Les effets du LSD apparaissent également dans la musique d’artistes plus contemporains. Wayne Coyne, le chanteur des Flaming Lips, était connu pour consommer du LSD, ce qui a donné lieu à des chansons absurdes comme « Yoshimi Battles the Pink Robots ». La pochette de l’album éponyme présentait la peinture d’une fille projetant l’ombre d’un oiseau et le nombre 25 – certains estiment qu’il s’agit d’une référence au nom scientifique du LSD, LSD-25.

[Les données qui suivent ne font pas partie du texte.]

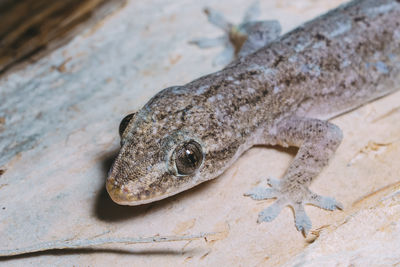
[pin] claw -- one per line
(302, 221)
(273, 182)
(272, 211)
(260, 193)
(327, 203)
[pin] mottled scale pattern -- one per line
(281, 94)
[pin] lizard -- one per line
(282, 92)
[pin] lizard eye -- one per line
(188, 157)
(125, 121)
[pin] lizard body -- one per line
(283, 94)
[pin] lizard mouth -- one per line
(122, 195)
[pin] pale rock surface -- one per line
(58, 137)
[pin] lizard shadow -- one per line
(92, 251)
(107, 210)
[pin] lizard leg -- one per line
(239, 40)
(317, 141)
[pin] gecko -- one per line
(280, 91)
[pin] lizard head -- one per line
(162, 151)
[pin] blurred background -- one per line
(30, 28)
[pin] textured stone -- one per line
(59, 134)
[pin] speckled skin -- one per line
(282, 94)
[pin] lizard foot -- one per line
(288, 197)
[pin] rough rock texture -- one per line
(58, 135)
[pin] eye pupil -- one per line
(124, 123)
(188, 157)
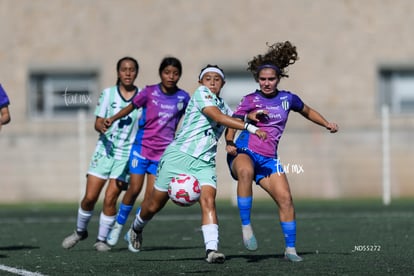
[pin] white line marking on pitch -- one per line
(19, 271)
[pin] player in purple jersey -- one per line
(252, 159)
(4, 107)
(162, 105)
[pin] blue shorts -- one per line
(138, 164)
(263, 166)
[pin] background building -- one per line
(355, 57)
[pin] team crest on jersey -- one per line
(180, 105)
(285, 105)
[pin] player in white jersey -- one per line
(193, 152)
(110, 159)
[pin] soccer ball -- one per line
(184, 190)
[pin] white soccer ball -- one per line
(184, 190)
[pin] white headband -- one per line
(211, 69)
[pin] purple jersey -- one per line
(4, 100)
(273, 123)
(161, 114)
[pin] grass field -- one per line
(333, 237)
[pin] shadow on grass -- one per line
(158, 248)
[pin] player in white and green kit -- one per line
(110, 159)
(193, 151)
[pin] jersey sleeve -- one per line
(297, 103)
(243, 108)
(141, 98)
(4, 99)
(101, 107)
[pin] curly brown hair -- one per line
(280, 54)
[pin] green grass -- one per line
(334, 238)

Jesse Jarnow, auteur de Heads: A Biography of Psychedelic America, cite le groupe de musique électronique expérimentale Wolf Eyes comme un emblème de la musique psychédélique moderne. « Leur son, c’est vraiment un truc de dingue » déclare-t-il ; selon lui, leur album Human Animal ressemble moins à un album qu’à une compilation de marmonnements, de grincements de portes, de cris d’oiseaux et d’atterrissages d’ovnis.

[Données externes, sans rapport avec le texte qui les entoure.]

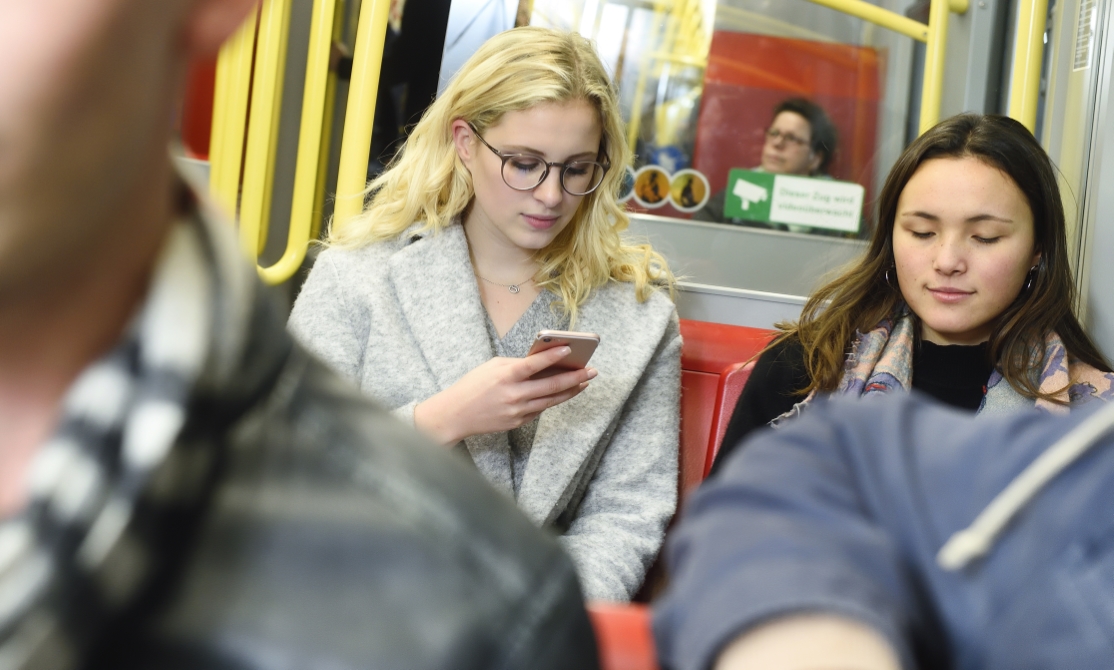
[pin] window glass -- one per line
(724, 100)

Plus récemment, Chance the Rapper a révélé que le morceau Acid Rap était largement basé sur ses expériences avec le LSD. « Mes chansons ne sont pas vraiment des affirmations ; la plupart ont pour but de se poser des questions… un peu comme le LSD », a-t-il déclaré à MTV. Pitchfork a écrit au sujet de l’album : « La structure est aussi expansive et libre que n’importe quel trip. »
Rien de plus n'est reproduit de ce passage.